Implementations of Close AI are becoming more popular as deep learning is continuously incorporated into real society. For example, Narrow AI may be used for email spam filtering, music streaming services, and perhaps even autonomous vehicles. Nonetheless, there are questions about the extensive use of Narrow AI in critical network functions. Others claim that the features of Narrow AI make it unstable and that in situations where a neural network can be used to regulate large networks (e.g. power grid, financial trading) substitutes could be much more risk-averseGeneral AI: Current AI development started in the mid-1950s. The first wave of AI pioneers became persuaded that general artificial intelligence was feasible and should emerge in only a few decades. AI visionary Herbert A. Simon wrote in 1965, “Machines should be able to perform whatever job that a man can do within twenty years.”

Artificial General Intelligence (AGI) should be a computer capable of knowing the environment as well as any human person, with much the same ability to know how to execute a wide variety of activities. AGI does not exist, but has been used in science fiction tales for more than a century, and has been popularized in recent days by films such as 2001: A Space Odyssey. AGI’s cinematic depictions differ greatly, but they lean mostly towards the dystopian dream of autonomous robots eradicating or enslaving mankind, as shown in films such as The Matrix or The Terminator. In such stories, AGI is often cast as either indifferent to human suffering or bent upon the destruction of mankind.

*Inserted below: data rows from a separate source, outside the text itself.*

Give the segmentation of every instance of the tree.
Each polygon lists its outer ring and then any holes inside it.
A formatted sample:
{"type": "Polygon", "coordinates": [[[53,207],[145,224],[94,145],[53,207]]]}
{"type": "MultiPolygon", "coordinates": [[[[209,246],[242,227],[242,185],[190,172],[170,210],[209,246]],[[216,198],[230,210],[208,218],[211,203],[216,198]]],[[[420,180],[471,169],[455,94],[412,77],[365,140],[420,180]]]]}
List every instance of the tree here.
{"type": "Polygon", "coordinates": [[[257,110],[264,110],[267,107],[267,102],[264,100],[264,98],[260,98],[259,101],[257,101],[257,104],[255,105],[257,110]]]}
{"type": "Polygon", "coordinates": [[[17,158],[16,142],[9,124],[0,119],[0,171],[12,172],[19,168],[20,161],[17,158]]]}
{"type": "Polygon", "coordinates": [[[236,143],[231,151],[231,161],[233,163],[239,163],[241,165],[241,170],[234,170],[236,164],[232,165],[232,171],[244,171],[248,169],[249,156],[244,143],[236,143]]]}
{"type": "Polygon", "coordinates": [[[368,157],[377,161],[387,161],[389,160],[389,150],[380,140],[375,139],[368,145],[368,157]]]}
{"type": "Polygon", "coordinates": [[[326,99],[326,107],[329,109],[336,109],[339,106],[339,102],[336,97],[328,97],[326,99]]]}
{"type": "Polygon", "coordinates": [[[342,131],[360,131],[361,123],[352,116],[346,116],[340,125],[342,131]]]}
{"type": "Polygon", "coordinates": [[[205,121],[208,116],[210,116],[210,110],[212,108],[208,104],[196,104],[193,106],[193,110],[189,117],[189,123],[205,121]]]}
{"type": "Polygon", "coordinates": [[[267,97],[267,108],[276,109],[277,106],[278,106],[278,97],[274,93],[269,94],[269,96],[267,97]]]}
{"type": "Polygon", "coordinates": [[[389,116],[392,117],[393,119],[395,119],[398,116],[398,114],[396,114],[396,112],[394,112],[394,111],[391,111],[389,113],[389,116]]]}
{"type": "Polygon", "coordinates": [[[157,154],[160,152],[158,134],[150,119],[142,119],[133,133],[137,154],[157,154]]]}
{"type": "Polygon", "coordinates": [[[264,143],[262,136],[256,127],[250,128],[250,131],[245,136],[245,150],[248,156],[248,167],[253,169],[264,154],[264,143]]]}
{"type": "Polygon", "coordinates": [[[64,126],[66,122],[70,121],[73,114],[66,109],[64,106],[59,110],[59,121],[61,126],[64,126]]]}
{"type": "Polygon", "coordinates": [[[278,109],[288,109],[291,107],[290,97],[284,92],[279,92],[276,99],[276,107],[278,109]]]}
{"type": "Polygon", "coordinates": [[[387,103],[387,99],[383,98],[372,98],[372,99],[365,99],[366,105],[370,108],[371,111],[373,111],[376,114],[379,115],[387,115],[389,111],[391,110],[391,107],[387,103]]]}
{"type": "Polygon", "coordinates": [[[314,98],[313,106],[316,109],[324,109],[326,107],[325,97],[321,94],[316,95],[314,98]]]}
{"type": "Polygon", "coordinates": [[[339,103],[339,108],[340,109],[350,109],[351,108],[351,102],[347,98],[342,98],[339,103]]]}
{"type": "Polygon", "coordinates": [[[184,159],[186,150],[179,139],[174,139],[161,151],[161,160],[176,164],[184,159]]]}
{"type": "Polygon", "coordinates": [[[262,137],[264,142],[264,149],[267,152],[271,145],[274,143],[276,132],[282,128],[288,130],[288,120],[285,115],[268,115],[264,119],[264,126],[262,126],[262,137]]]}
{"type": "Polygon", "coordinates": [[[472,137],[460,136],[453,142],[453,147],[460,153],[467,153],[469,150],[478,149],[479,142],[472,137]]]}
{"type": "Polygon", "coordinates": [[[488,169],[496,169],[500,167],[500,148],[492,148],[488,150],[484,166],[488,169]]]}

Use this intellect to monitor robotics as dexterous and agile at least as an individual will result in a new generation of machines capable of executing any human activity. With time, such bits of intelligence will be able to take over any human role. Initially, humans may be cheaper than robots, or humans operating alongside AI could be more successful on their own than AI. Yet AGI’s arrival will render human labor redundant.

But one thing for sure we shouldn’t let general AI break its constraints and use it only for development, not for destruction.